The Wolf of Wall Street, American Hustle, Fruitvale Station, 12 Years a Slave, Dallas Buyers Club, Captain Phillips, A Hijacking, Ernest & Celestine, The Unspeakable Act, Night Moves, Neighboring Sounds
One of the biggest cinematic stories of the year was the controversy surrounding Martin Scorsese’s The Wolf of Wall Street. The detractors of the film bemoaned the absence of clear-cut condemnation for the financial atrocities committed by billionaire Jordan Belfort. The film, a satirical, relentless take on the excesses of Belfort’s rise to Wall Street fortune, does not explicitly denounce his lifestyle; yet, it instills a feeling of discomfort in the audience by thrusting them into Jordan's never-ending cycle of moral, ethical and financial deviance. That the film remains mostly true to the real life story is rather more disturbing than what approach Scorsese takes to this story. That Belfort is roaming the streets free – having spent less than a mere two years in prison – is infinitely more unforgivable than Terrence Winter’s crime of removing didacticism from his screenplay. Nevertheless, the real world tension between institutional crime and punishment, or lack thereof, is at the heart of the debate. That any film would have ability to start such a conversation is worth applauding.

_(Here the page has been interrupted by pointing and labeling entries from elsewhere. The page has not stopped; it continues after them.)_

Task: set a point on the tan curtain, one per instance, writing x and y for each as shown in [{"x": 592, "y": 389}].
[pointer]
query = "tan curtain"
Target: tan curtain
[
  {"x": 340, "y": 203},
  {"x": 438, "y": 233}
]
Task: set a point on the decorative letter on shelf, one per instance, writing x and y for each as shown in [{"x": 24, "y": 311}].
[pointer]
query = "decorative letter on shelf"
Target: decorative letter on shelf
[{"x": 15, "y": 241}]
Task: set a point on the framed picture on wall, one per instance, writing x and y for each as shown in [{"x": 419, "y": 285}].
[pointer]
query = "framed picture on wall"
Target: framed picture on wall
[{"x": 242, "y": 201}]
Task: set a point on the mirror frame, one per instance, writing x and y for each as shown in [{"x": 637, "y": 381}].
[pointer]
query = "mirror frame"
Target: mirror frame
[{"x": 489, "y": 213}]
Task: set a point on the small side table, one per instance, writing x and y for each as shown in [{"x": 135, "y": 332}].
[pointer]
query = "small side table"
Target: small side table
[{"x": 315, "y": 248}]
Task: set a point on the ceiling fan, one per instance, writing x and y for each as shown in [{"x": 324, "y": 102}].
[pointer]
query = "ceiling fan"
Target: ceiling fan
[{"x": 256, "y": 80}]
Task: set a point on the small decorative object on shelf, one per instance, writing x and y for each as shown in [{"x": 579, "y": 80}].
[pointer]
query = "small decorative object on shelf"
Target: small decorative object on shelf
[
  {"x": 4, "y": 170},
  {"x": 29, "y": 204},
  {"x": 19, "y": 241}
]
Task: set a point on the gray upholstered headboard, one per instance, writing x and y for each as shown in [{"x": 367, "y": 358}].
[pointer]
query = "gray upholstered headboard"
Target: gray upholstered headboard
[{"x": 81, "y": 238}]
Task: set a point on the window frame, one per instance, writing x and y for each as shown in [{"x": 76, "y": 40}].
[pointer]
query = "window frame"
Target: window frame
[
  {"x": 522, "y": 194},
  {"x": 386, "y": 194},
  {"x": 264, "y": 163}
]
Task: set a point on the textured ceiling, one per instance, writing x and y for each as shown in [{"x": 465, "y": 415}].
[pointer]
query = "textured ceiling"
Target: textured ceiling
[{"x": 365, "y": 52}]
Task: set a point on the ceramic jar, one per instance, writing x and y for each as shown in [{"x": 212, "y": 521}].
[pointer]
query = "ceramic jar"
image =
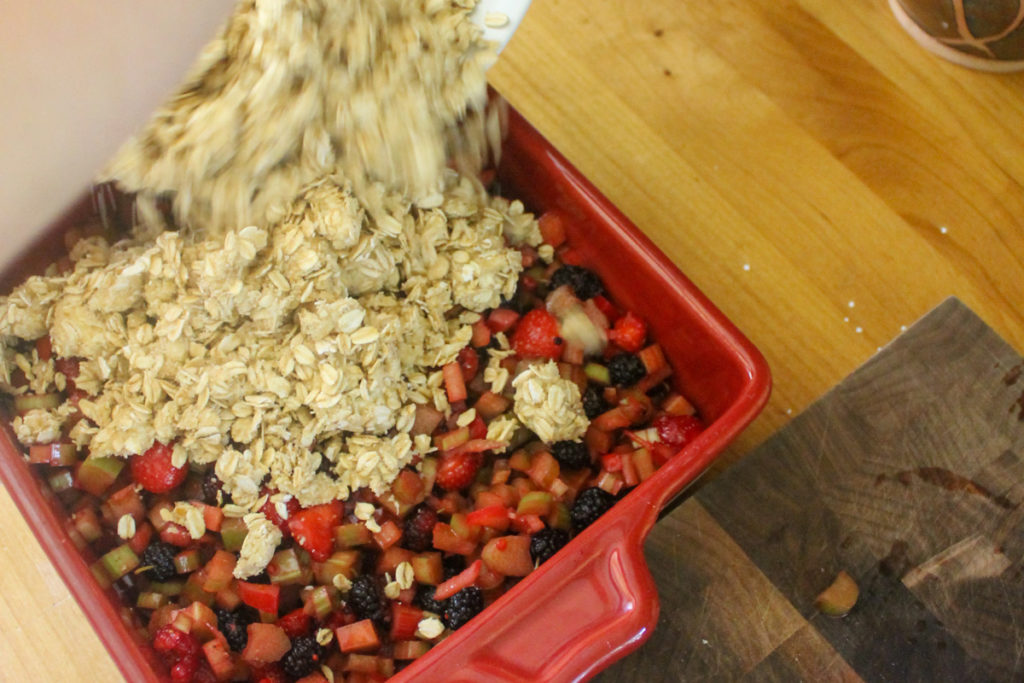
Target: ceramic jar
[{"x": 979, "y": 34}]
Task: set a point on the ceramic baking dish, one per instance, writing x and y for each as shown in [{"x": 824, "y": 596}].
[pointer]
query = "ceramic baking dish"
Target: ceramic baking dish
[{"x": 595, "y": 601}]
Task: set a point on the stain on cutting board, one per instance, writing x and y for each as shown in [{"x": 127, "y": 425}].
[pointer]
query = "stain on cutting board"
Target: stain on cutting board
[{"x": 909, "y": 476}]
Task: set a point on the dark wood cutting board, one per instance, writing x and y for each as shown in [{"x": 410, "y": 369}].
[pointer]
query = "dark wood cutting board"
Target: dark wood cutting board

Thanks to the awards-centric mentality that shapes much of the cinematic dialogue near the end of the year, comparisons between The Wolf of Wall Street and David O. Russell’s American Hustle were nearly inescapable. Russell’s film takes inspiration from Scorsese crime (and punishment) classic, Goodfellas, but the ensemble acting and cinematic influences aren’t the only connecting elements between the two films. Though Russell and his team take artistic liberty with the ABSCAM scandal, theirs is effectively also a tale of criminals that enter the system, play with its rules from within, and exit unscathed. The crucial difference between the two films is that in the latter, the system doesn’t applaud or protect the criminals; it simply can’t overcome their shrewdness. The criminals may resume their lives in the end, but not before dragging the corrupt establishment down.
If the institution protects the wealthy criminals in The Wolf of Wall Street and dances to their tune in American Hustle, its role in Ryan Coogler’s Fruitvale Station is rather more alarming, for not only is it a policeman - a public service agent - who commits the crime here, but also that the harrowing true story of Oscar Grant’s murder is so recent and yet, already forgotten. When Michael B. Jordan utters the gut-wrenching “You shot me! I got a daughter” line, it isn’t just the emotional punch of seeing a young father vanish that brings us to tears, but the knowledge that even in the second decade of the 20th century, America’s treatment of the lower rungs of its society, and particularly Black and Hispanic communities, stands at such sharp contrast to the privileges of the rich. Fruitvale Station is a reminder that crimes such as Grant’s death are sadly a more common occurrence that we would like to believe and that the punishment rarely ever arrives.
Whereas Coogler tackles issues of race and a problematic judicial system in modern America, British filmmaker Steve McQueen looks further back at the history of racial inequality in 12 Years a Slave. To deem slavery a crime that went unpunished for far too long is to grossly understate one of the biggest institutionalized crimes against humanity. McQueen doesn’t compromise in showing us the everyday horrors that millions of men and women faced; he turns his unflinching gaze on the sight of a woman’s brutal flogging or a man left to struggle millimetres away from death on muddy grounds. The offenders never faced reprimand for the despicable abuse they inflicted on their victims, so punishment is unavoidably absent from McQueen’s film. But on the grander scheme of things, the film is a brutally frank lesson in the dark history that has woven racism into the fabric of American culture.